Makowski and Ramsby [17] examined a correlation between MMP-9 concentration and anti-dsDNA levels showing reverse correlation with anti-dsDNA, which is a specific marker of SLE. Similarly, Liu et al. [15] observed lower concentration of MMP-9 in patients with LN as compared with patients with SLE without renal impairment. These observations are consistent in patients with active SLE as compared with patients with inactive disease. These finding were in agreement with our results.

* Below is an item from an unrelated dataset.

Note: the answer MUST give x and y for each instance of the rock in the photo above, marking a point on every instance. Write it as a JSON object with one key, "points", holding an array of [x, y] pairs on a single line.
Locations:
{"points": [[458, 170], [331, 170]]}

However, the lower serum levels of MDC and MMP-9 in lupus patients, especially with active disease detected either in the current work or in studies performed by other authors together with the finding that the peripheral blood mononuclear cells (PBMC) in patients with SLE form and secrete more MMP-9 than their healthy volunteers seem conflicting [9]. Moreover, the most increased pro- MMP-9 activity inside the PBMCs was identified for relapsed SLE subgroup. It can be assumed that in lupus patients, more MDC and MMP-9 are transported from blood to the lipoid tissues, especially blood vessels in the more active lupus patients. Mawrin et al. [18] showed that MMP-9 could be detected in vessel walls of nerves in patients with SLE and peripheral neuropathy while in healthy subjects they were not found. The authors suggest that up-regulation of MMP-3 and MMP-9 within the vessels may be responsible for vascular damage seen in SLE.
SLE tends to damage multiple organs, including the kidney. Our study showed that the serum levels of MDC and MMP-9 were significantly lower in lupus nephritis patients than those without renal involvement. These findings indicated that MDC and MMP-9 might be involved in the pathogenesis of LN and seemed to be markers of renal involvement. Garcia and his colleagues [19] reported, they found that MDC was critically involved in the development at anti-GBM GN from acute glomerular injury to irreversible tissue damage. It was previously reported that MDC induced strong migratory response in inflammatory cells prepared from the nephritic glomeruli [20].
These findings indicate that MDC and MMP-9 were involved in SLE pathogenesis, and MDC could be a marker for active SLE. Our findings indicated that MDC and MMP-9 seemed to be markers of renal involvement.